Layoffs will make Come By Chance refinery less safe, union claims
Layoffs to take effect March 9, affecting 128 unionized workers and managers
The union staff representative for workers at the North Atlantic oil refinery in Come by Chance says impending layoffs will make the refinery more dangerous.
Boyd Bussey said the United Steelworkers (USW) will be filing a grievance over the layoffs.
"We don't see how they can lay off 107 of our people and 21 supervisors," Bussey told CBC's St. John's Morning Show.
"We don't see how they can do that and keep the refinery safe."
There were two very high profile incidents at the refinery in recent weeks, including a small explosion in early October that attracted police to the site, and a fire at a caustic tank last week.
There were no injuries in either incident.
- Refinery blames 'malicious activity' for explosion at Come by Chance
- Fire reported at Come by Chance refinery
Bussey pointed to the explosion as an example of what can go wrong.
"These refineries are extremely volatile places to work" he said.
"That could have easily ended off with fatalities coming out of that. We're on their case all the time about safety at the refinery, and we believe that this layoff is going to do a lot more in the way of making the refinery unsafe for the people that work there."
We don't see how they can lay off 107 of our people and 21 supervisors. We don't see how they can do that and keep the refinery safe.- Boyd Bussey
Bussey noted the collective bargaining agreement, which runs until Jan. 1, 2020, contains a clause prohibiting layoffs of regular, full-time employees during the length of the agreement.
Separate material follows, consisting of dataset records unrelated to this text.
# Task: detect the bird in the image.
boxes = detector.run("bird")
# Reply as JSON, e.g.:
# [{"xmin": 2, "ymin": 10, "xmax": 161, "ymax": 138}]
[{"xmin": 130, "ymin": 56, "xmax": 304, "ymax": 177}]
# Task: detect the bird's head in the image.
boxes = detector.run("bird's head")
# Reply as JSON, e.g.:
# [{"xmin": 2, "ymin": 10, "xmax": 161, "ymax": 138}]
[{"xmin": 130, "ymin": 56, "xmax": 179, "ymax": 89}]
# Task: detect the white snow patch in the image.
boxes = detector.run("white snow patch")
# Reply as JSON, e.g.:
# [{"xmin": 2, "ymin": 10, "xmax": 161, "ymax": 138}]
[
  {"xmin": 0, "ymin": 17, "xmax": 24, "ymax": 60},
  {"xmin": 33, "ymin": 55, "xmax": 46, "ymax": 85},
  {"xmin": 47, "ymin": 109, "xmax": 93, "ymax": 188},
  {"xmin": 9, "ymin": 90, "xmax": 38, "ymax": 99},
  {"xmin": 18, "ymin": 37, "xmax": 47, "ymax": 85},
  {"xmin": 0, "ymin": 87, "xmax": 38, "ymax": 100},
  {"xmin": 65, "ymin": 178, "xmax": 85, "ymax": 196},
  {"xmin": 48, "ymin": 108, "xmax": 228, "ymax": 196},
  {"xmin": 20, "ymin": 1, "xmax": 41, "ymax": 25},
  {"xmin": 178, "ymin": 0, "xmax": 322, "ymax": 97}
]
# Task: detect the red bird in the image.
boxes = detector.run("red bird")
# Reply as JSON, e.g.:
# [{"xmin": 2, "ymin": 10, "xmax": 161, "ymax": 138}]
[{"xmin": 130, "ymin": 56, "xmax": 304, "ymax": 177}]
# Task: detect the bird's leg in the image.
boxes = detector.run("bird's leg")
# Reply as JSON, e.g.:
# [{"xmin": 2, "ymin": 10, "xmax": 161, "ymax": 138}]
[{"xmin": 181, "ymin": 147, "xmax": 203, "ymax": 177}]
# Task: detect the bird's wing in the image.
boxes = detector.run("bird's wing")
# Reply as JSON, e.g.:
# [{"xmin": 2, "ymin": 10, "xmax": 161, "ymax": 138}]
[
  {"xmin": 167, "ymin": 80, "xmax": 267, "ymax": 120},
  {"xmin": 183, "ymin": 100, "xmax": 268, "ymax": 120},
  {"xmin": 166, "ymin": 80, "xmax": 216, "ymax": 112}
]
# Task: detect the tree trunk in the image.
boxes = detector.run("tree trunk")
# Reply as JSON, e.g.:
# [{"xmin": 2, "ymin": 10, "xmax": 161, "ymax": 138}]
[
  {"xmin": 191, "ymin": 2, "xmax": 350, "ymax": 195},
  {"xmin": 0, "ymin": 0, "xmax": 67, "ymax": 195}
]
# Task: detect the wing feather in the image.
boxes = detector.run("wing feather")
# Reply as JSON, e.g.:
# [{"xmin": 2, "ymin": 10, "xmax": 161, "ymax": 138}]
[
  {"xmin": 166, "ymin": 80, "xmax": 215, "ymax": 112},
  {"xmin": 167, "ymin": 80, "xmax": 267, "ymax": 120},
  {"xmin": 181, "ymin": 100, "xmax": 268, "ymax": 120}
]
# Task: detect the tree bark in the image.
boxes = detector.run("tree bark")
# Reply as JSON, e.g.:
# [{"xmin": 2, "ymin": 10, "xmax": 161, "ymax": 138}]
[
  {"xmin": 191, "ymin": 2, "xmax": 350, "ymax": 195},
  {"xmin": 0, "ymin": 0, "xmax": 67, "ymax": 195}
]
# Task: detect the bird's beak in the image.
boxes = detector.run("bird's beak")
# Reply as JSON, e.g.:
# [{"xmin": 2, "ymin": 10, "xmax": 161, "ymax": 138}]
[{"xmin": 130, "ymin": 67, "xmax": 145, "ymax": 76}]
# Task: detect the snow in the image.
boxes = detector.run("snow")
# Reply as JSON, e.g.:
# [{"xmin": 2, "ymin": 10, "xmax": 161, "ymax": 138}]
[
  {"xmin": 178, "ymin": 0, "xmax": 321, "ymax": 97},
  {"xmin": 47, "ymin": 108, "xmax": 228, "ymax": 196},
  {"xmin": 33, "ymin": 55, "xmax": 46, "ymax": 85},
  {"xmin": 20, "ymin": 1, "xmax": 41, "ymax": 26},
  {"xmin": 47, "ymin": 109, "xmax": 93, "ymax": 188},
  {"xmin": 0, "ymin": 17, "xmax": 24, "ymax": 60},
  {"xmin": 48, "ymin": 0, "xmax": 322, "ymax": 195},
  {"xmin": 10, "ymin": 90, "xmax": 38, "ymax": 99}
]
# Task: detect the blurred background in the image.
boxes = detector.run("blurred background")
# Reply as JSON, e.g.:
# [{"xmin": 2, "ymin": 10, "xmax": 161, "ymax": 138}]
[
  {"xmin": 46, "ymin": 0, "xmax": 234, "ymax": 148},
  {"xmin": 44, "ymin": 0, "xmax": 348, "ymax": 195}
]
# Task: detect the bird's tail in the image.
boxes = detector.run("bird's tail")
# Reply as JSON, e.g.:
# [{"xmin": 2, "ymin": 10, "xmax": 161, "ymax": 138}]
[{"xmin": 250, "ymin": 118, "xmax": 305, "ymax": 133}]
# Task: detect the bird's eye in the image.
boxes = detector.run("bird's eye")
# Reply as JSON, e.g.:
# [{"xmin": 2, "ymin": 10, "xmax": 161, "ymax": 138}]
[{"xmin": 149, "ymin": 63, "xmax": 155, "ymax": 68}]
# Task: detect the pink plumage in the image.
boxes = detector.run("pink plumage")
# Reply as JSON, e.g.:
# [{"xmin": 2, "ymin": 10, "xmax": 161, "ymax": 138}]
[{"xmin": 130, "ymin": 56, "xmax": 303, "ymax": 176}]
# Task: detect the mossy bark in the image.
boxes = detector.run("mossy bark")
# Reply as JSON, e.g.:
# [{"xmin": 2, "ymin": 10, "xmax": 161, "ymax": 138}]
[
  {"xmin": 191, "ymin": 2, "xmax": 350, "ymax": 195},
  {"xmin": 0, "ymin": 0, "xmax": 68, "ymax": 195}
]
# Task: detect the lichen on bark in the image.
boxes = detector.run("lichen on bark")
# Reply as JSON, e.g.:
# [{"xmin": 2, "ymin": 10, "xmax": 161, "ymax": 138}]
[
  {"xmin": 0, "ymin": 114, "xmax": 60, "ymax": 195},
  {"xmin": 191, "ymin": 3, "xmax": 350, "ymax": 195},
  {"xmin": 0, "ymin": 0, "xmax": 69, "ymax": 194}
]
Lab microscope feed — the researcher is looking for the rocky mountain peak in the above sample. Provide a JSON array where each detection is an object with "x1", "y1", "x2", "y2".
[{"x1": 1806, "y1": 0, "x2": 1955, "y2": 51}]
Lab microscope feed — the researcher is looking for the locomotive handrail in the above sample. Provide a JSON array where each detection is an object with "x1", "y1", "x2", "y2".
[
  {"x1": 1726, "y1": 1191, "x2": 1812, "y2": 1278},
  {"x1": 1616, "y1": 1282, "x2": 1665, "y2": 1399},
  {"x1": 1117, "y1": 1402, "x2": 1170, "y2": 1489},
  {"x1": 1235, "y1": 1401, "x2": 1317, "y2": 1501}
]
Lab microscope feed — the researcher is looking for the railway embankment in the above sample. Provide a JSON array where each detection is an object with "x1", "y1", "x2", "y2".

"So we're going to certainly pursue filing a grievance and taking that all the way to arbitration and asking an arbitrator to rule on the clarity of the language of the collective agreement," he said.
Layoffs were an 'extreme shock'
Bussey said it was because of that clause that the union had no idea layoffs were coming.
"We were taken completely by surprise," he said.
"This is an extreme shock not only to workers, but the local union and the communities."
As required by the agreement, the company sent the union a letter on Wednesday giving four months' notice, meaning the layoffs would take effect March 9.
Glenn Nolan, president of Local 9316 of the USW, said it will be Monday or Tuesday before the union learns what classification of workers will be affected.
"I don't know where they're going with this. I can't understand it," Nolan said, adding that profit margins at the refinery have been strong in recent weeks.
Nolan said workers are stressed, and communities throughout the Placentia Bay region and beyond will feel the impact.
One employee told CBC News workers are on pins and needles, waiting to learn their fate.
Bussey said layoffs do happen from time to time for temporary workers.
"But there hasn't been a layoff of regular, full-time employees for years and years and years," he said.
Layoffs strictly about money, says union rep
NARL Refining has not responded to interview requests to address the safety concerns raised by the union.
"Current economic conditions and the impending regulatory changes, require the refinery to optimize operational costs and improve its competitive advantage," it said in a statement.
Bussey is skeptical.
"The United Steelworkers represent many, many refineries in the United States, so they've kind of got a handle on what's going on with these refineries," he said.
"Yeah, some may be having some downturn, but usually when the price of crude is down, the refineries make more money."
Bussey said as far as the union knows, the Come By Chance refinery is profitable.
"So I don't buy the 'submitting to economic pressure,'" he said.
"I think that this is strictly an issue about money, that the company's trying to make more money."
Uncertainty is nothing new
Meanwhile, uncertainty is nothing new for the refinery, and right from the very beginning.
The facility opened in 1973, but closed just three years later after the original owners went bankrupt.
It sat idle for a decade before re-opening, and ownership has changed hands numerous times since.
The current owner, SilverRange Financial Partners out of New York, purchased the refinery more than two years ago for the rock-bottom price of less than $100 million.
Sources say the owners quickly paid off the purchase price, and are now reaping healthy profits from the refinery.
A recent upgrade at the facility has resulted in production increasing from 115,000 to 130,000 barrels per day, and union officials said that number could grow.